チキリアシカイの悲しみと憤怒の表情を目の当たりにし、この図を持って『列像』を締めくくったところにに、波響のアイヌへの想いが込められていると私は思う。27歳でこれを描きあげた波響は以後、アイヌを対象に筆を持つことはなかった。(おわり)

(当時、和人から奴隷状態に置かれていたアイヌたちが仲間二人の急死に端を発して、クナシリ・メナシの戦いに蜂起する。
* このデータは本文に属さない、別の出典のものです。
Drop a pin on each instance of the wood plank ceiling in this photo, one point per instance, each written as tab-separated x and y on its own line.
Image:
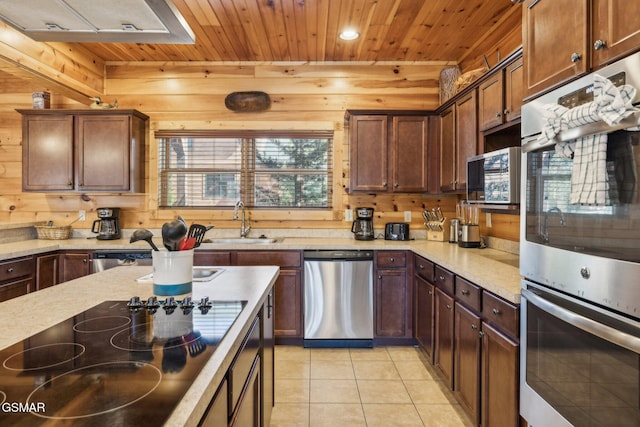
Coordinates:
307	30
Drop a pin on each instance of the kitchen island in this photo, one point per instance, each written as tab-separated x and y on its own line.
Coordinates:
30	314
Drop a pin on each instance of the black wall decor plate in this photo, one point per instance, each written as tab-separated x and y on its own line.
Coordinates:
247	102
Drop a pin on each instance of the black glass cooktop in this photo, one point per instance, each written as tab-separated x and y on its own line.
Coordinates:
118	363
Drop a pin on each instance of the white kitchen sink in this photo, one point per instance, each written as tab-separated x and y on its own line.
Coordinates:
245	241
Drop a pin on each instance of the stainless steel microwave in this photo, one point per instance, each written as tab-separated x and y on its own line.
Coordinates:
494	177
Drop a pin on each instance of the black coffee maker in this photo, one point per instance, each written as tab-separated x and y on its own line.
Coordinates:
107	227
362	227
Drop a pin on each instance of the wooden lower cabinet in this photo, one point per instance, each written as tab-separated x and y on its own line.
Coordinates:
444	334
288	309
217	412
74	264
500	374
425	311
467	361
247	413
47	270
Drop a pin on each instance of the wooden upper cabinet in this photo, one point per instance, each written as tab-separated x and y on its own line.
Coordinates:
513	90
409	153
93	150
388	153
616	30
500	97
554	39
47	152
368	141
448	149
466	136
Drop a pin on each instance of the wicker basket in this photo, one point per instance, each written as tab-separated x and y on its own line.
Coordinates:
53	232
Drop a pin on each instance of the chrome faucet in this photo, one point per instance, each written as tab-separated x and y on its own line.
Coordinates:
245	223
545	232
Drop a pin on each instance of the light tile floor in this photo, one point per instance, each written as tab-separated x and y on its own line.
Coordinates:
383	386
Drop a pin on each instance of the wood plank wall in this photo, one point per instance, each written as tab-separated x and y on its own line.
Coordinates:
191	96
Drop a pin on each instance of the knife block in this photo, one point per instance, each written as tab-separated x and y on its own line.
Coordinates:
438	231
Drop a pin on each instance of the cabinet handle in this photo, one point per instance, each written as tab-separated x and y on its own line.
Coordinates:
599	44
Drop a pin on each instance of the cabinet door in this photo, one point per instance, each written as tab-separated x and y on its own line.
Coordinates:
47	153
103	154
409	153
616	30
47	270
16	288
391	304
444	336
369	158
425	304
288	310
74	265
514	90
554	39
466	137
490	101
467	361
499	379
448	149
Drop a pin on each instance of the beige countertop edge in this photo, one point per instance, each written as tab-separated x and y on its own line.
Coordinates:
491	269
33	313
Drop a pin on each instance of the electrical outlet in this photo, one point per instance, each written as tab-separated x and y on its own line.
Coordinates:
348	215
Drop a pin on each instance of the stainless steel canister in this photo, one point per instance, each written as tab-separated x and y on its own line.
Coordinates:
454	226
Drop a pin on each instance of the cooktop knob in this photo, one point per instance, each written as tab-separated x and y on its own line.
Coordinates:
135	303
186	303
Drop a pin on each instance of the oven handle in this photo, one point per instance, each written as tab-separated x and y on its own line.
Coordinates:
630	122
590	326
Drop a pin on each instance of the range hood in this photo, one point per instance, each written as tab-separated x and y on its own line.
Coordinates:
98	21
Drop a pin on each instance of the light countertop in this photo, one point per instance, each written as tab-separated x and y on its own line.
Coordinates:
491	269
34	312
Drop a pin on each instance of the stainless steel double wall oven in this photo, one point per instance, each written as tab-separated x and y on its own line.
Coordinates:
580	252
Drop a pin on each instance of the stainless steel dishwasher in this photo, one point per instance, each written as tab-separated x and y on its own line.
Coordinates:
338	298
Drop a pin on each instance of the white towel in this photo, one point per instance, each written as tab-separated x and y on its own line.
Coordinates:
589	179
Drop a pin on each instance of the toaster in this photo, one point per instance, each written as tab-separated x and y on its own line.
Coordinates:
396	231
それに対し松前藩は徹底弾圧に出て、30数人を処刑。

和人に協力したとされるアイヌたちに高価な衣服を着せた絵を、松前藩の藩主を兄にもつ家老であり絵師でもあった、26歳の蠣崎波響に描かせた。これが夷酋列像。

この絵の完成から8年、近藤重蔵がエトロフ島に「木標」を建立。エトロフ島は日本の領土であると宣言。1799年には蝦夷地が幕府直轄となり、1807年、松前藩は縮小されて、福島県の梁川に移された。幕府は一方的にアイヌの和風化を推し進め、名前を日本名にちょんまげも結わせた。松前藩はそこまで強制していなかった。)